Sulla base della citata disposizione contrattuale, il D.L., ritenuta la fondatezza della riserva in esame alla luce dell'eccezionalità delle circostanze, ha osservato che le voci di computo non risultavano adeguatamente giustificate con l'esame di almeno tre preventivi: rilevava, dunque, la necessità che la riserva trovasse giustificazione economica dentro leggi, regolamenti e prassi vigenti per casi similari.
Il D.L. concludeva indicando quale unica strada apparentemente percorribile quella dell'adeguamento del prezzo entro la soglia massima del 20% individuata dall'art. 6 del contratto (All. 13, comparsa di costituzione e risposta). Alla luce della relazione del D.L., il Responsabile Unico del Procedimento
(R.U.P.) ha ritenuto, dunque, parzialmente fondata la riserva, subordinando l'accoglimento della stessa ad una richiesta ufficiale da parte dell'appaltatrice, richiesta da redigersi secondo normative e riferimenti legislativi. Non risulta documentato in atti se la formale richiesta sia poi materialmente avvenuta o meno, ma comunque la fondatezza della questione non appare elemento sufficientemente grave – sia per importo sia per l'avvenuto riconoscimento da parte della committente della fondatezza della riserva stessa - da legittimamente fondare la decisione, unilateralmente assunta dalla appaltatrice, di non dare inizio all'esecuzione dei lavori. L'attore aveva già ottenuto, da un punto di vista sostanziale, un riscontro positivo in merito alla fondatezza della riserva e, dunque, la stessa non può essere spesa quale motivo idoneo a giustificare il rifiuto di iniziare i lavori.
Alla luce dei motivi indicati, essendo acclarato il rifiuto dell'appaltatrice di dare inizio ai lavori e non rinvenendosi profili di responsabilità in capo alla stazione appaltante tali da determinare la non imputabilità dell'inadempimento, appare legittima la risoluzione disposta dalla committente.
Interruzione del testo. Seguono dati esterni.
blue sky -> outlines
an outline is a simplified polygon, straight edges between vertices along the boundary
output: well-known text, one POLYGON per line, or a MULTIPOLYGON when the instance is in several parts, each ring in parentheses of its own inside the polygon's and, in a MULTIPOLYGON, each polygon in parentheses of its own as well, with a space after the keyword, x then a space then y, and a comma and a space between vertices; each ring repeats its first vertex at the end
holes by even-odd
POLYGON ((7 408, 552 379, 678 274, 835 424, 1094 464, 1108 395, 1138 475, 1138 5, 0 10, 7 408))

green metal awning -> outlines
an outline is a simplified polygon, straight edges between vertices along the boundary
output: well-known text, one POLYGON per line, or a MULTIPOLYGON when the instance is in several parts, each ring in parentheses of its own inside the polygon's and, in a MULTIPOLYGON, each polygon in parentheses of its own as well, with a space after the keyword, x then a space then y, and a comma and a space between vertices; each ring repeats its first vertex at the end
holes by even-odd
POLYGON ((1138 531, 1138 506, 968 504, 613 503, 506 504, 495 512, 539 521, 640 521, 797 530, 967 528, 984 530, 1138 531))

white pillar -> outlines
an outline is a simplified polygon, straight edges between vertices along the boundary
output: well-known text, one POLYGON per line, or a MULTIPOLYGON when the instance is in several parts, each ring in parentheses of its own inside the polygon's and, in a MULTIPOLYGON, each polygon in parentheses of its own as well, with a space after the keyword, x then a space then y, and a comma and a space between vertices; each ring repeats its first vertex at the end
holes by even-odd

Ne deriva che le domande attoree non sono meritevoli di accoglimento.
Le spese di giudizio seguono la soccombenza.
P.Q.M.
Il Tribunale così dispone:
- Rigetta le domande attoree.
- Condanna la parte attrice al pagamento, in favore della parte convenuta, delle spese di giudizio, liquidate in € 7.616,00 per compensi, oltre il 15% per rimborso spese forfettarie, iva e cap;
- pone definitivamente a carico della parte attrice le spese di c.t.u. come liquidate in corso di giudizio.